Heavy-duty vehicle fuel efficiency standards announced

Aug. 10, 2011
President Obama has announced new fuel efficiency and greenhouse gas pollution standards for work trucks, buses, and other heavy-duty vehicles.

President Obama has announced new fuel efficiency and greenhouse gas pollution standards for work trucks, buses, and other heavy-duty vehicles. The standards will save American businesses that operate and own these commercial vehicles about $50 billion in fuel costs over the life of the program.

The US Department of Transportation (DOT) and the US Environmental Protection Agency (EPA) developed the standards in close coordination with companies that met with the president August 9, as well as other stakeholders, following requests from companies to develop this program. Cost savings for American businesses are on top of the $1.7 trillion that American families will save at the pump from the fuel-efficiency standards announced by the Obama administration for cars and light-duty trucks, including the model year 2017-2025 agreement announced by the president in July.

“Thanks to the Obama administration, for the first time in our history we have a common goal for increasing the fuel efficiency of the trucks that deliver our products, the vehicles we use at work, and the buses our children ride to school,” said DOT Secretary Ray LaHood.

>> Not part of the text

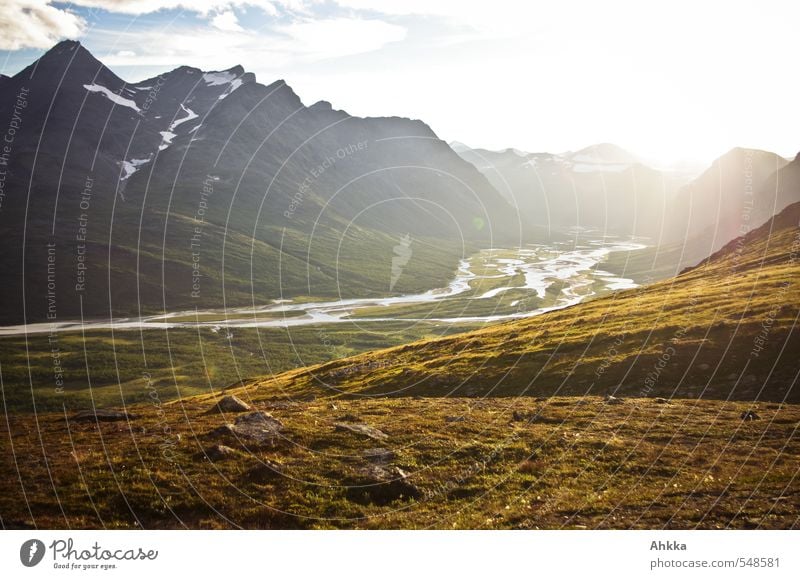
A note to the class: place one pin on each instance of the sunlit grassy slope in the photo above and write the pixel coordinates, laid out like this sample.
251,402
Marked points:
724,329
468,436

Under the new national program, trucks and buses built in 2014 through 2018 will reduce oil consumption by a projected 530 million barrels and greenhouse gas (GHG) pollution by about 270 million metric tons. This program—which relies heavily on off-the-shelf technologies—was developed in coordination with truck and engine manufacturers, fleet owners, the state of California, and environmental groups.

The joint DOT/EPA program will include a range of targets that are specific to vehicle types and purposes. Vehicles are divided into three major categories: combination tractors (semi-trucks), heavy-duty pickup trucks and vans, and vocational vehicles (transit buses and refuse trucks). Within each of those categories, more specific targets are laid out based on the design and purpose of the vehicle. This structure creates fuel efficiency improvement goals charted for each year and for each vehicle category and type.

The standards are expected to yield an estimated $50 billion in net benefits over the life of model year 2014 to 2018 vehicles, and to result in long-terms savings for vehicle owners and operators. A semi-truck operator could pay for the technology upgrades in less than a year and realize net savings of $73,000 through reduced fuel costs over the truck’s useful life.

Certain combination tractors—commonly known as big-rigs or semi-trucks—will be required to achieve up to approximately 20% reduction in fuel consumption and greenhouse gas emissions by model year 2018, saving up to four gallons of fuel for every 100 miles traveled.

For heavy-duty pickup trucks and vans, separate standards are required for gasoline-powered and diesel trucks. These vehicles will be required to achieve up to a 15% reduction in fuel consumption and greenhouse gas emissions by model year 2018. Under the completed standards, a typical gasoline- or diesel-powered heavy-duty pickup truck or van could save one gallon of fuel for every 100 miles traveled.

Vocational vehicles will be required to reduce fuel consumption and greenhouse gas emissions by approximately 10% by model year 2018. These trucks could save an average of one gallon of fuel for every 100 miles traveled.